New Model Offers Physics-Inspired Ranking Assessment

However, these hierarchies are observed after the fact. It is therefore difficult to know the real ranking of the system: who was really the best player? Who infected whom? “You can’t go back in time and know exactly how this thing happened,” says Santa Fe Institute postdoctoral fellow George Cantwell. One could build a model of the network and compare all possible outcomes, but such a brute-force approach quickly becomes untenable. If you try to classify a group with only 60 participants, for example, the number of possible permutations reaches the number of particles in the known universe.

For a recent article published in physical examination E, Cantwell collaborated with SFI Professor Cris Moore, a computer scientist and mathematician, to describe a new way to assess rankings. Their goal was not to find a true hierarchy, but to calculate the distribution of all possible hierarchies, each weighted by its probability.

“We were prepared to not be quite right, but we wanted to get good answers with a sense of their quality,” Cantwell says. The new algorithm is inspired by physics: ranks are modeled as interacting entities that can move up or down. Through this lens, the system then behaves like a physical system that can be analyzed using methods derived from spin glass theory.

Shortly after the onset of the COVID-19 pandemic, Cantwell and Moore began thinking about models of disease spread through a network. They quickly recognized the situation as an ordering issue that emerges over time, much like the spread of a meme on social media or the emergence of league standings in professional sports. “How do you order things when you have incomplete information? Cantwell asks.

They started by imagining a function that could score a ranking on accuracy. For example: a good ranking would be one that corresponds to the results of the confrontations 98% of the time. A ranking that agrees with the results only 10% of the time would be lousy – worse than a draw without any prior knowledge.
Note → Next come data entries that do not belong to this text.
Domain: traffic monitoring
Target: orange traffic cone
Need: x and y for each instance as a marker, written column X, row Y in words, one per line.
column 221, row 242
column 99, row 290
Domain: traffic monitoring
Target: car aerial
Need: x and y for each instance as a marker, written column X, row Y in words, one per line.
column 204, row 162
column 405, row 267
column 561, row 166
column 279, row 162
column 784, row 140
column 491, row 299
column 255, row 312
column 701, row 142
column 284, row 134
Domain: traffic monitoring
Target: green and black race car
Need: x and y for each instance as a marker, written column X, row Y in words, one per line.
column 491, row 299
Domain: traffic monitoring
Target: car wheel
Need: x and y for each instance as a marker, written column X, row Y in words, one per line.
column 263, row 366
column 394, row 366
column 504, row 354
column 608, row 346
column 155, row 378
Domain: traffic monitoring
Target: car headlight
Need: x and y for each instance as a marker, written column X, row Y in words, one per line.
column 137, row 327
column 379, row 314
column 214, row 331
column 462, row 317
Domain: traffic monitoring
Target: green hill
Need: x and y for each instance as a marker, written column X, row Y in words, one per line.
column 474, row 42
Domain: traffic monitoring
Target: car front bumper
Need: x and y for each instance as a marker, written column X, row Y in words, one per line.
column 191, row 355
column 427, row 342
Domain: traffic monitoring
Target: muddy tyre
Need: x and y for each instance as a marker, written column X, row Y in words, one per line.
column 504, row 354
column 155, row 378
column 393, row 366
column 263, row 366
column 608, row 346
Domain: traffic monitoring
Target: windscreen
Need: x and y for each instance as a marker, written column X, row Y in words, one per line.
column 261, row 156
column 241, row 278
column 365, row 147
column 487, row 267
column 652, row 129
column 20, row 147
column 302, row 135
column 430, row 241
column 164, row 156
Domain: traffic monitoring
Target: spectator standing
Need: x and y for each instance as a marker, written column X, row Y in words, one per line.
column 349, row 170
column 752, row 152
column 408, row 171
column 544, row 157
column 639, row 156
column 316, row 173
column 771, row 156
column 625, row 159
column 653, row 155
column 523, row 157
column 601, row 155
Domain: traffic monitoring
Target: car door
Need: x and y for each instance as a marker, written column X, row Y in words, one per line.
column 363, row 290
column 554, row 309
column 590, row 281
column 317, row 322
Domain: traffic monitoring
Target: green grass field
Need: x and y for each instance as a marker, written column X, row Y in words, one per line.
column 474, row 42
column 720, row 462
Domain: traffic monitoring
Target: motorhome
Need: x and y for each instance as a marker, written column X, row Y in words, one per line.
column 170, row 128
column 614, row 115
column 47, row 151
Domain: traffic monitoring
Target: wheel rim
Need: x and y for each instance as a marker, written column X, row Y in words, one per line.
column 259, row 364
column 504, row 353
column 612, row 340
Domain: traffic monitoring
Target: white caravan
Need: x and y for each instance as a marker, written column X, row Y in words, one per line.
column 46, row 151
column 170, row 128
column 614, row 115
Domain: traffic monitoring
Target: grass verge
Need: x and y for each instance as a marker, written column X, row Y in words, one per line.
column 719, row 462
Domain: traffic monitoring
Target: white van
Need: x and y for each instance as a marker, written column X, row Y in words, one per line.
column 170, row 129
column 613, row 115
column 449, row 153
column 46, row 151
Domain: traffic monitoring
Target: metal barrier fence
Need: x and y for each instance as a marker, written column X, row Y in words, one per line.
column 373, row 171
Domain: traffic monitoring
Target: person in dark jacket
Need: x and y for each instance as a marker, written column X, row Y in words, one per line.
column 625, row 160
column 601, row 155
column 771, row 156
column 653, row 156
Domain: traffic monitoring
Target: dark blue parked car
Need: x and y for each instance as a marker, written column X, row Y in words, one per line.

One problem with rankings is that they are usually discrete, meaning they track whole numbers: 1, 2, 3, etc. This order suggests that the “distance” between the members of the first and second rank is the same as that between the second and third. But that’s not the case, says Cantwell. The best players in a game, worldwide, are going to be close in skill, so the difference between the top-ranked players may be narrower than it looks.

“You see quite often that the lower ranked players can beat the higher ranked players, and the only way the model can make sense and fit the data is to smash all the ranks together,” Cantwell says.

Cantwell and Moore described a system that evaluates rankings based on a continued numbering system. A leaderboard could assign any real number – whole number, fraction, infinitely repeating decimal – to a network player. “It’s easier to work with continuous numbers,” Cantwell explains, and those continuous numbers can always be translated into discrete rankings.

Additionally, this new approach can be used to predict something about the future, like the outcome of a tennis tournament, and also infer something about the past, like how a disease has spread. “These rankings could tell us the order of sports teams from best to worst. But they could also tell us the order in which members of a community were infected with a disease,” says Moore. “Even before his postdoc , George was working on this problem as a way to improve contact tracing in an outbreak.Just as we can predict which team will win a game, we can infer which of two people infected the other when they came into contact l with each other.

In future work, the researchers say they plan to investigate some of the deeper questions that have emerged. More than one ranking may agree with the data, but radically disagree with other rankings, for example. Or a classification that appears to be incorrect may have a large uncertainty but not be inaccurate. Cantwell says he also wants to compare the model’s predictions to results from real-world competitions. Ultimately, he says, the model could be used to improve predictions in a wide range of systems leading to rankings, from infectious disease models to sports betting.

Cantwell says he’ll keep his money – for now. “I’m not quite ready to start betting on that,” he says.